Complexity Measures for Systems Engineering

Complexity measures are informative indicators that can potentially aid designers and system engineers in decision making process in all system life-cycle stages: problem definition, requirements analysis, conceptual design, configuration design, detail design and optimization, and integration and testing. The guiding principle here is that of 14th Century philosopher, William of Okham. This principle, better known as Okham's Razor, states that "objects may not be multiplied beyond necessity" or simple is better. This is a generally accepted principle, but why is it so? Chaos theory help us explain why simple is better to some extent. In mathematics the simple is synonymous with linear, and complex is synonymous with non-linear. Chaotic systems are over-sensitive systems that are born out of severe non-linearity.

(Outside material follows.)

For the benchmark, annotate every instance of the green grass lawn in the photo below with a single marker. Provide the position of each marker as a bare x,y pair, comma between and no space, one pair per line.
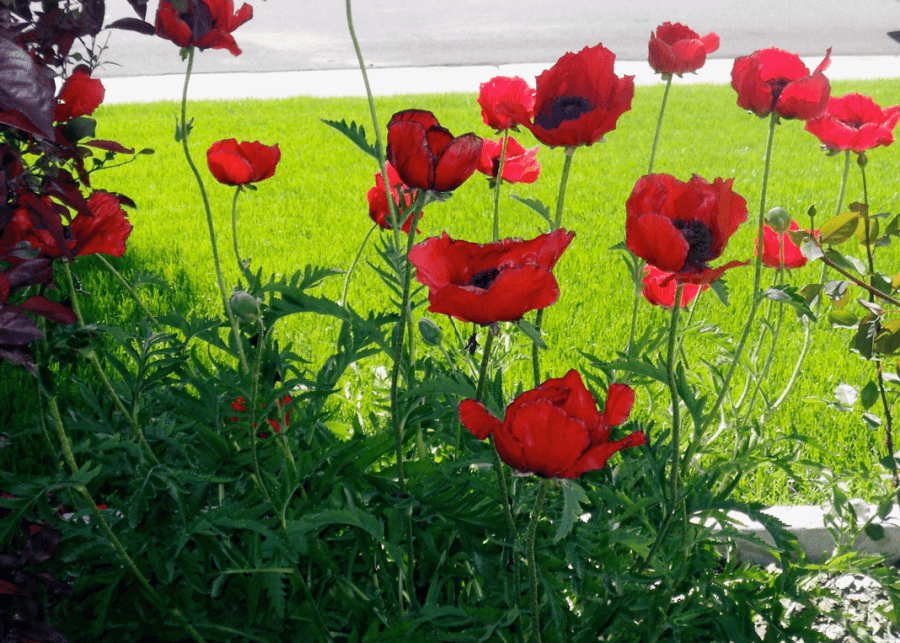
314,211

There are many outstanding but basic questions with regards to complexity measure that need investigation:

  1. In systems engineering there are many good reason to believe that simple is better. For example, simpler manufacturing process are less costly, and simpler systems are less subject to unforeseen behaviour. Can complexity measures demonstrate this fact?

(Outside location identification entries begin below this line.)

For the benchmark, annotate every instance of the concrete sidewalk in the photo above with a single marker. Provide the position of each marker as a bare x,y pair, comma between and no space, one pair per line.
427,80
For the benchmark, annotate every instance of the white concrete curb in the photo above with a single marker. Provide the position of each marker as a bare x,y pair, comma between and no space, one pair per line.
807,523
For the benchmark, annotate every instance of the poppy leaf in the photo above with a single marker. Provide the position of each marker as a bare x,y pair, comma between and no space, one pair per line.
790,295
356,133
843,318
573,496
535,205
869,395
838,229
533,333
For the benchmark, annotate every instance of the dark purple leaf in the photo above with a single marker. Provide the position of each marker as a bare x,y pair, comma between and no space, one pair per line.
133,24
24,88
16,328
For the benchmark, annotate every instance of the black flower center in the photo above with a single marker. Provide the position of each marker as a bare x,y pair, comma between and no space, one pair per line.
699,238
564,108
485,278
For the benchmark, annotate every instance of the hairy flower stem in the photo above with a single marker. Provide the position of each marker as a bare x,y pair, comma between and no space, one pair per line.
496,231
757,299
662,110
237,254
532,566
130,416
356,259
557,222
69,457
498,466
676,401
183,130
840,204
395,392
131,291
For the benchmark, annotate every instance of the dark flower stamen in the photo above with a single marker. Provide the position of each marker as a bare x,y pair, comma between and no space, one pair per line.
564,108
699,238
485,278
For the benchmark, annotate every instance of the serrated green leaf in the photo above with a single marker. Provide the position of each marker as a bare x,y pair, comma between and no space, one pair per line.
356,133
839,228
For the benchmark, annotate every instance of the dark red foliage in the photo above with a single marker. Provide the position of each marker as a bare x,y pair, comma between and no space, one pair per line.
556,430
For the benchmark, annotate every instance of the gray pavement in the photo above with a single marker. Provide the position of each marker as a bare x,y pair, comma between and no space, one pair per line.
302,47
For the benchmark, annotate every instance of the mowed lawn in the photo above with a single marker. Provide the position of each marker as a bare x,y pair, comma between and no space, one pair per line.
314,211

  2. What are the criteria for effective complexity measures for each of the system life-cycle stages?
  3. Can complexity measures demonstrate system sensitivity to change, variability, variation, and evolution? Is the cost of system upgrade correlated to its complexity?
  4. What level of modelling is required for a complexity measure to effectively show the above correlations?
  5. Is it possible to establish a relationship between depths of models required for effectiveness of complexity measure?